I demand the same rights as a dog and or chimp, or a variety of bees and other micro-organisms! I want to hurtle headlong into the future, meet aliums and stare God in the left ear and ask him "what's the deal with airline food?" I want the flipping ice cream!

Writing a thesis that needs a colon in its title ("Advanceed Studies in Electrical nonsense: Einstein was a good start") does not qualify one to be able to fly a space ship. I nominate me to be the first (well, most recent) liberal arts person to refuse to sit in the back of the space ship. I call space shotgun which is, in my new short story, a thing.

Monday, February 3, 2020

To thine own self be a liar


After a series of travel posts, I think it is time I get back to my core content: ridiculous musings about the world which have very little value to anyone but provide a release valve so that I don't corner my few remaining friends and tell them dumb thoughts at any given moment.

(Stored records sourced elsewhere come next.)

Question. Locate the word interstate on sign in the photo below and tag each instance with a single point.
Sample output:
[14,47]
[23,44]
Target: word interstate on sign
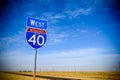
[36,23]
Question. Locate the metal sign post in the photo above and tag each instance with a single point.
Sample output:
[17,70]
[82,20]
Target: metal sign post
[36,36]
[35,59]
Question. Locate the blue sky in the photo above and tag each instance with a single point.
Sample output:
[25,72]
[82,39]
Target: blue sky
[82,35]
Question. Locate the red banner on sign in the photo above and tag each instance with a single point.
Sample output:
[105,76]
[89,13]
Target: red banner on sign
[36,30]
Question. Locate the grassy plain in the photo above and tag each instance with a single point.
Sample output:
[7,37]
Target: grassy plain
[79,75]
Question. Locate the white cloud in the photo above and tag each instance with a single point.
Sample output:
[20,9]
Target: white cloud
[77,12]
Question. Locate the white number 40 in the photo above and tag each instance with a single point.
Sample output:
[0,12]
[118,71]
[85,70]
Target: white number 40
[33,39]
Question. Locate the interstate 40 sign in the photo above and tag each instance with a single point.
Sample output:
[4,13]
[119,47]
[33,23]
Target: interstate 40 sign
[35,35]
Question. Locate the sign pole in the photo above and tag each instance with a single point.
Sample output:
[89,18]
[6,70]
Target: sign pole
[35,58]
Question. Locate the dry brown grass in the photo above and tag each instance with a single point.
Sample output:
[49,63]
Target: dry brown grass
[80,75]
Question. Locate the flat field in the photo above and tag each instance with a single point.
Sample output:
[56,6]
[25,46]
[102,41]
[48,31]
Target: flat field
[78,75]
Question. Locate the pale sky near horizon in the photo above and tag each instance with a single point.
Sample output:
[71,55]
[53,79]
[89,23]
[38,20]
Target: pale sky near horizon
[82,35]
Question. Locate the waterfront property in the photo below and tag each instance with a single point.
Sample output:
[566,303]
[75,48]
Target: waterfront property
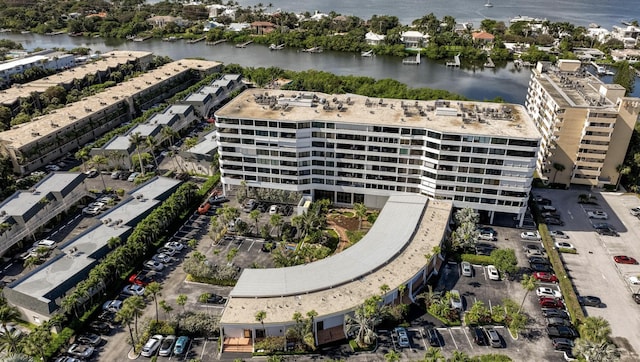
[25,213]
[39,294]
[585,124]
[46,138]
[407,229]
[351,149]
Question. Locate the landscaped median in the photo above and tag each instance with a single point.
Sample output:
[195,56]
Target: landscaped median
[566,286]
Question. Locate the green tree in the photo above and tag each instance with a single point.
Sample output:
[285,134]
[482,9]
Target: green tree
[625,76]
[153,290]
[528,282]
[505,260]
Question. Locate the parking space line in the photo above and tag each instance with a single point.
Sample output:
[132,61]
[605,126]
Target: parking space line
[453,339]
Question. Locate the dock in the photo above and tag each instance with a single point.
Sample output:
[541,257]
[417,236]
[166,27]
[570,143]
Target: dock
[244,45]
[367,53]
[489,63]
[193,41]
[456,61]
[313,50]
[216,42]
[412,60]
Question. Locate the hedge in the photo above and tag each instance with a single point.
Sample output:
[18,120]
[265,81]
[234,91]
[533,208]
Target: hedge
[477,259]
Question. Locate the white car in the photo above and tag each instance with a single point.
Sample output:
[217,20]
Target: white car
[558,234]
[564,245]
[174,245]
[530,235]
[153,265]
[493,272]
[548,292]
[597,215]
[133,289]
[151,346]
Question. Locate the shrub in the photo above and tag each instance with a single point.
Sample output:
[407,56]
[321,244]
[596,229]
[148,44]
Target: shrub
[477,259]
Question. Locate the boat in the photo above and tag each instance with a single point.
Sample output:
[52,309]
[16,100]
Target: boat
[367,53]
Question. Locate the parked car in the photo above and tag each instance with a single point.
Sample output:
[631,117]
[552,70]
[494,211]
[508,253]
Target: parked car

I blog to save those friendships.

ANyway, yesterday was the Superbowl, which was neither super, nor shaped like a bowl. Discuss. So I watched. By the end of the game, some team won. This often happens and I'm generally at peace with that. I subsequently saw a news article about how a particular person in the sports world tweeted his prediction for the game and predicted the final score exactly. That's awesome, right? Then, a young man's fancy turns to time travel.

"Wouldn't it be great," I thought to myself, for none else was near, "if I could watch the game, and then travel back in time to alert myself to the final score so that I could bet on it and make a bajillion dollars. Or maybe, I could just make a very public prediction, be right and gain fame and fortune through supposed psychich abilities! And the joke's on them because I'm not psychic -- I just have mastered time travel!"

Good thoughts, all, and enough to keep me from focusing on more pressing problems like driving a car, or breathing. But then I really started thinking the process all the way through. Imagine if I'm sitting in my living room, as I am wont to do, and suddenly me-from-the-future pops in and says "quick, write this down...the lottery numbers for tomorrow are _________" with the blank replaced by actual numbers as the lottery rarely announces blanks as winners. What would I do, confronteds with this new and life-changing information? Would I run out to the local lottery-store (do those things have names?) and buy me a ticket and play the aforesaid numbers?

Wait...that would be scanned.

Here's the thing: What if I'm lying. To me. Now why would I do that? Because deep down, and also in a variety of areas closer to the surface, I'm a jerk. Wouldn't it be a great practical joke to use the time travel to mess with me? And it isn't like I would be doing it just to be spiteful, because I hate to see ANYONE succeed, even me. I can make it into an object lesson about taking shortcuts and not earning things, or cheating the system. I'm not saying I WOULD do that, but I could, and be in a morally advantageous position, looking down on myself. And then, my current loser-self will continue the trend, armed with a newfound bitterness and self loathing (which can be externalized!)

The bottom line is that I know myself well enough to know not to trust myself. I might be both too nice and too evil for my own good. Or bad. I'm not sure.

So if I show up to any of you and claim to be from the future, you can feel free to admire my technical/scientific acumen, but don't trust any information I give you that you might benefit from. But you never know: I'm a mean enough person to tell you the truth when you most expect it.